3. `msgs` - Messages to be signed as scalar values.
Outputs:
1. `sig` - The BBS+ signature
Steps:
1. if len(`gens`) < len(`msgs`) return Err
1. if len(msgs) < 0 return Err
1. if `sk` == 0 return Err
1. xof = SHAKE256(`sk` || `gens[0]` || `gens[1]` || ... || `msgs[0]` || `msgs[1]`)
1. e = xof.Read(64) mod q until e != 0
3. s = xof.Read(64) mod q until s != 0
4. B = G<sub>1</sub> + `gens[0]` * s + `gens[1]` * `msgs[0]`+ ... + `gens[n]` * `msgs[n-1]`
5. x = (`sk` + e)<sup>-1</sup> mod q
6. A = x * B
7. sig = {A, e, s}
8. return sig
## Verify
The verify algorithm takes as inputs a public key in the opposite group as the signature, the signature, the message generators, and the signed messages and outputs whether the signature is valid over the generators and messages.
Algorithm: `ISVALID = verify(sig, `<span style="text-decoration:overline">`Q`</span>`, gens`, `msgs`)
Inputs:
1. `sig` - The BBS+ signature
2. <span style="text-decoration:overline">`Q`</span> - The BLS public key
3. `gens` - Elliptic Curve Points in G1 (preferrably) or in G2 where gens[0] = H<sub>0</sub>, gens[1] = H<sub>1</sub>, etc.
4. `msgs` - Messages to are signed as scalar values.
Outputs:
1. `ISVALID` - true if the signature, generators, and messages all match, false otherwise
Steps:
1. if len(`gens`) < len(`msgs`) return False
1. if len(msgs) < 0 return False
1. if <span style="text-decoration:overline">`Q`</span> == 1<sub>G2</sub> return False
1. A, e, s = `sig`
1. if A == 1<sub>G1</sub> return False
1. B = G<sub>1</sub> + `gens[0]` * s + `gens[1]` * `msgs[0]`+ ... + `gens[n]` * `msgs[n-1]`
1. return e(A, <span style="text-decoration:overline">P</span> * e + <span style="text-decoration:overline">Q</span>) * e(B, -<span style="text-decoration:overline">P</span>) == 1<sub>GT</sub>
## Proof Generation
There are two scenarios with BBS+ signatures where zero-knowledge proofs (ZKPs) are used: blind signatures, and signature proofs of knowledge.
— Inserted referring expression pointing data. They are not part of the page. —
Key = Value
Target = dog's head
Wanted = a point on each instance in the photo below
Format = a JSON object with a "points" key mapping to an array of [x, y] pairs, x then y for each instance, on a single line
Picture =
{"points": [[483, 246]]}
All ZKPs should be non-interactive and use the [Strobe](https://strobe.sourceforge.io/specs/) framework to compute the fiat-shamir heuristic at the 128-bit level. [Merlin transcripts](https://merlin.cool/) are one method to make this system even more simple to use.
### Blind signatures
Blind signatures allow a potential signature holder to hide all or a subset of messages and the final signature output from the signer.
The protocol requires 3 functions: first the holder hides the desired messages and computes a proof knowledge of the hidden messages, second the signer checks the proof of knowledge and if valid computes a blind signature, and third the holder unblinds the signature.
### Signature proof of knowledge and selective disclosure
Signature proof of knowledge allows a holder to present a proof of a valid signature instead of the signature itself. Selective disclosure proof is a proof knowledge of signed messages instead of revealing messages. None to all messages can be revealed or hidden.